Query Augmentation by Decoding Semantics from Brain Signals
Ziyi Ye, Jingtao Zhan, Qingyao Ai, Yiqun Liu, Maarten de Rijke, Christina Lioma, Tuukka Ruotsalo
TL;DR
Brain-Aug addresses the challenge of semantically imprecise queries by decoding query-relevant semantics from fMRI brain signals and using them to generate a continuation of the user query via a prompt-tuned language model. The method aligns brain embeddings with text embeddings, constructs a unified prompt, and employs a next-token objective along with ranking-aware inference that incorporates IDF to improve document retrieval. Experiments on Pereira's, Huth's, and Narratives fMRI datasets show that brain-signal-informed query augmentation yields semantically closer query continuations and higher ranking performance, with the largest gains for ambiguous queries. The work demonstrates the feasibility of brain-signal-informed IR and highlights practical limitations and ethical considerations for real-world deployment.
Abstract
Query augmentation is a crucial technique for refining semantically imprecise queries. Traditionally, query augmentation relies on extracting information from initially retrieved, potentially relevant documents. If the quality of the initially retrieved documents is low, then the effectiveness of query augmentation would be limited as well.
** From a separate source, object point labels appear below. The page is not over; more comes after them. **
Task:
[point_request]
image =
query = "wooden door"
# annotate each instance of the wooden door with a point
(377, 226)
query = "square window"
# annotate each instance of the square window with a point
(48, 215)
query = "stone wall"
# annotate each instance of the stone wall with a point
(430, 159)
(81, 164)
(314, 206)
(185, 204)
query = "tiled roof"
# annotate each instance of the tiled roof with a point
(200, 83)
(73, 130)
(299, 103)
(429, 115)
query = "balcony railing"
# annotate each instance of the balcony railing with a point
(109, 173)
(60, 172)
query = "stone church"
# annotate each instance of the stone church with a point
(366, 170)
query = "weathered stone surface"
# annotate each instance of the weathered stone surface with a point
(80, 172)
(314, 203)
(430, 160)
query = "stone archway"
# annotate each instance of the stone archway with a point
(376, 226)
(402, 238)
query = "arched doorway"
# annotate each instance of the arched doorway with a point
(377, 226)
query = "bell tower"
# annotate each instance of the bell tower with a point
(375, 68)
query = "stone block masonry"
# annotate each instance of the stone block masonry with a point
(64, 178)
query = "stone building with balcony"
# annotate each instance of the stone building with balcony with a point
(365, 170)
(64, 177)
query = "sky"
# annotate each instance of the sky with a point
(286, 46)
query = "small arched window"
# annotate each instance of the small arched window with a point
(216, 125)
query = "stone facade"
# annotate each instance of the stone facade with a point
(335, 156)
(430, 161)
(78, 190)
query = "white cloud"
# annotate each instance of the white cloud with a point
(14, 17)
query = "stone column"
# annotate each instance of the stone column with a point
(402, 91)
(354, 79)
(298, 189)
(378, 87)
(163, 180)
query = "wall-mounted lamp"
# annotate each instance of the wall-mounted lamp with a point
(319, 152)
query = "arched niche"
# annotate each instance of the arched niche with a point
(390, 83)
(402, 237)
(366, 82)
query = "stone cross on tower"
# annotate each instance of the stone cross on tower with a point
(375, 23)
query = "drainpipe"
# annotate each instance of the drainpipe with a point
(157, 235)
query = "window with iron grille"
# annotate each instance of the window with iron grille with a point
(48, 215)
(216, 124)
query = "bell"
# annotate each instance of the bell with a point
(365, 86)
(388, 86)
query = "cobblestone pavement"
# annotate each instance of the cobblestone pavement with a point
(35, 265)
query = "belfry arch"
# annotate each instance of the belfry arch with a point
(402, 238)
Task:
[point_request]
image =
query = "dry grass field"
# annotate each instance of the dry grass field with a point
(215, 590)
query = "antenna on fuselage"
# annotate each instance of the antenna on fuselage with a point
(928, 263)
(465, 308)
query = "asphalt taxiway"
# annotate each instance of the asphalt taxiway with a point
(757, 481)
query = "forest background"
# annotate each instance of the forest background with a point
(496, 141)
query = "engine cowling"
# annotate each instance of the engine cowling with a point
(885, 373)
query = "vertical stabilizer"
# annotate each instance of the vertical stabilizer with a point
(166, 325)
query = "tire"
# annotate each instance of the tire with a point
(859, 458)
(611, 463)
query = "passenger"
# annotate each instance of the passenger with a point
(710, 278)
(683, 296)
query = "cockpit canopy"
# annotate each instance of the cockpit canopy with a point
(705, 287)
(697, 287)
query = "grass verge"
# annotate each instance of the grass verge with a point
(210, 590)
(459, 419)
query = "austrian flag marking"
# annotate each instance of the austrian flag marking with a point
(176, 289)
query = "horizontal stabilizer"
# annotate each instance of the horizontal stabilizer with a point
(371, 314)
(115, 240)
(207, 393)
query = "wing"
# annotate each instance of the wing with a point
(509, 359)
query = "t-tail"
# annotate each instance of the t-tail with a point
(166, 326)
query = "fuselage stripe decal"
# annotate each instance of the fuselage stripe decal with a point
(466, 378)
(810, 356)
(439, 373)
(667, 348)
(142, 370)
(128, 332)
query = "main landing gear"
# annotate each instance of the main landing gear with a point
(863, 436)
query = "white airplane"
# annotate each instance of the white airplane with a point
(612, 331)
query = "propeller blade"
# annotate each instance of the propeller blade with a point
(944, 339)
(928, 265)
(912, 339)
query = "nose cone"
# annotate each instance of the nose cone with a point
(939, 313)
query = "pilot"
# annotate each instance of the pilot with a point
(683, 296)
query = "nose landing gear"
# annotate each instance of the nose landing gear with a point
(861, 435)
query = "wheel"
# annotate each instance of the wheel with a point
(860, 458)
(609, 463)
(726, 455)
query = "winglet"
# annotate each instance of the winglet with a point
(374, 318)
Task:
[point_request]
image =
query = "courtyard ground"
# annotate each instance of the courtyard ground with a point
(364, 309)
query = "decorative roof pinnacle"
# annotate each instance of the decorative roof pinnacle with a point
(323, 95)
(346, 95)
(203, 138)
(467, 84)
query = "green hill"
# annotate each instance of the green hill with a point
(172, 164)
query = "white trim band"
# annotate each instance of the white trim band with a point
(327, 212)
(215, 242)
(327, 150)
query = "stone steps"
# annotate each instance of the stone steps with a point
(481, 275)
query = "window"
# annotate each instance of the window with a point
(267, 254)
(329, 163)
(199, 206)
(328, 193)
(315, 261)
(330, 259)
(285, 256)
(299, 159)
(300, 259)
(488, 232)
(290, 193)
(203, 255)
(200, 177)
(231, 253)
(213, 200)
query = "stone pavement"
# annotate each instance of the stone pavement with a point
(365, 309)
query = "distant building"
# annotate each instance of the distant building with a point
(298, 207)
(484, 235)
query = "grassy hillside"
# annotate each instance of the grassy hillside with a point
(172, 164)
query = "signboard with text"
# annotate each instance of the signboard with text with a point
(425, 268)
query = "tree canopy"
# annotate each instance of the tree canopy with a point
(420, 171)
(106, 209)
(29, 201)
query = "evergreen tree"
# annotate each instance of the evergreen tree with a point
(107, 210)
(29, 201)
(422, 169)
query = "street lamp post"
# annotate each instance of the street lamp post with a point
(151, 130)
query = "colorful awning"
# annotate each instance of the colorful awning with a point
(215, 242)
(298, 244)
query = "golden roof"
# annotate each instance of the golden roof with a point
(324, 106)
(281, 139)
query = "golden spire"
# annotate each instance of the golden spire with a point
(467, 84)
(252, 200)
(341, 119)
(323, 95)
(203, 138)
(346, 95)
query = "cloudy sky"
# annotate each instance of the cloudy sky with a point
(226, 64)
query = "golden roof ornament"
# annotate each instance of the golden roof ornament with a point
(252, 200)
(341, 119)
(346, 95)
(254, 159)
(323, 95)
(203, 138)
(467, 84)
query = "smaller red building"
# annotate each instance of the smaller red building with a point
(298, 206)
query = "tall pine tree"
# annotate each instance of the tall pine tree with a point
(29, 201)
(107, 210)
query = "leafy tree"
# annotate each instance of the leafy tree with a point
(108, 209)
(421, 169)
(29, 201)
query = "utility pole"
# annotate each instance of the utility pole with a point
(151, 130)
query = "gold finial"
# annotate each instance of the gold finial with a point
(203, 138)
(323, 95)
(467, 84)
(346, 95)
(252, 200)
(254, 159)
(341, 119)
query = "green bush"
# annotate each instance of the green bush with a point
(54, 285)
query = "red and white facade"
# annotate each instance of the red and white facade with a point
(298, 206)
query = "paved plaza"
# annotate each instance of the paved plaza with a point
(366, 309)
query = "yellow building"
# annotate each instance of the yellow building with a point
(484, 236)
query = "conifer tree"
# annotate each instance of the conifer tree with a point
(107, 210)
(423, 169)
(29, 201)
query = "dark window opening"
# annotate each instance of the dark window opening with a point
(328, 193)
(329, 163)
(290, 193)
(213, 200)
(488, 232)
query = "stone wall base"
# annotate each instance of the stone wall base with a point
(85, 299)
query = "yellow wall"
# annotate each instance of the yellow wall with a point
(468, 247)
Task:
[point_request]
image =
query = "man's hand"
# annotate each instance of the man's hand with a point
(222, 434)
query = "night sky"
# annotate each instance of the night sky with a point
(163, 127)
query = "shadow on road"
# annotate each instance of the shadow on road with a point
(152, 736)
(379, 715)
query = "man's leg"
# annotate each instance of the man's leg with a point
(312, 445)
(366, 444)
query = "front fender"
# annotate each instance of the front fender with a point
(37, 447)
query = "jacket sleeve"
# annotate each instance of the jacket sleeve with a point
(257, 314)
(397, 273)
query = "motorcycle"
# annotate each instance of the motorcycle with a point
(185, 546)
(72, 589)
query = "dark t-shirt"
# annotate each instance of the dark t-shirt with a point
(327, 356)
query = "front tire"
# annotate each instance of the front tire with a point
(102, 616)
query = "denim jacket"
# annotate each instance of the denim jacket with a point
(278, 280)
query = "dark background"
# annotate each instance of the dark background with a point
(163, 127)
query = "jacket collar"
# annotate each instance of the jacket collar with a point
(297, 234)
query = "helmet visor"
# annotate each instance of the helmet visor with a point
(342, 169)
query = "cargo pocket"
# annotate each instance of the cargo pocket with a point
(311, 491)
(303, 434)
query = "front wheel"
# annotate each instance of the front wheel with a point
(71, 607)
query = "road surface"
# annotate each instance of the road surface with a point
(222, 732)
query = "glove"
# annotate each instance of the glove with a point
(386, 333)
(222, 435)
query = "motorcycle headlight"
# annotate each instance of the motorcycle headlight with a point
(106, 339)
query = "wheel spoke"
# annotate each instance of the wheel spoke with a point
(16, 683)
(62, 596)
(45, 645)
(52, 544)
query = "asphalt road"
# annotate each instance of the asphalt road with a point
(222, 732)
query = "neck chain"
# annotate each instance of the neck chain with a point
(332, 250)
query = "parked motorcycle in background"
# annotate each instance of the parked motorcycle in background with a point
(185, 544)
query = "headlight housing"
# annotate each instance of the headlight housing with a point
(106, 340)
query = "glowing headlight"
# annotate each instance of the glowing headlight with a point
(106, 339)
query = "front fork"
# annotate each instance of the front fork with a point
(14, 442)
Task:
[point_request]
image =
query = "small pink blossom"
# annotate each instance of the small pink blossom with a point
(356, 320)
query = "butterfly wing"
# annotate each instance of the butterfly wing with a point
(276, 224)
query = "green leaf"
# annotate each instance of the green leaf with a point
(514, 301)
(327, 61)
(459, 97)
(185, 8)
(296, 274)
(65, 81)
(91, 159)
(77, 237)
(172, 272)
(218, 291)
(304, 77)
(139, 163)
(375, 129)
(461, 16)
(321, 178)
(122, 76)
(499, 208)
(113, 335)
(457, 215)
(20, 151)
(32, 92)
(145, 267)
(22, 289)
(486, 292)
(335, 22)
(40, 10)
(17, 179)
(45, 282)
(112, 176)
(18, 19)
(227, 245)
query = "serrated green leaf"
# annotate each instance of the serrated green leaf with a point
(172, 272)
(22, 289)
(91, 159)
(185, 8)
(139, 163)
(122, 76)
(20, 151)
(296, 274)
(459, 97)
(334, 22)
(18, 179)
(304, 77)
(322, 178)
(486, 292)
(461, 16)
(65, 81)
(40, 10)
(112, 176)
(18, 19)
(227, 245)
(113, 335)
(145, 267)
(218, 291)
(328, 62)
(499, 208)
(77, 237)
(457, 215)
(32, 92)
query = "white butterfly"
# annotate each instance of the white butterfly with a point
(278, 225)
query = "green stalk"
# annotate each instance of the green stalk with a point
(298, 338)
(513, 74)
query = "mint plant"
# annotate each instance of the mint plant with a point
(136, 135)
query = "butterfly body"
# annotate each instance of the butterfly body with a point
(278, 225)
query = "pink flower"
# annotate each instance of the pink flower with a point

We propose Brain-Aug, which enhances a query by incorporating semantic information decoded from brain signals. BrainAug generates the continuation of the original query with a prompt constructed with brain signal information and a ranking-oriented inference approach. Experimental results on fMRI (functional magnetic resonance imaging) datasets show that Brain-Aug produces semantically more accurate queries, leading to improved document ranking performance. Such improvement brought by brain signals is particularly notable for ambiguous queries.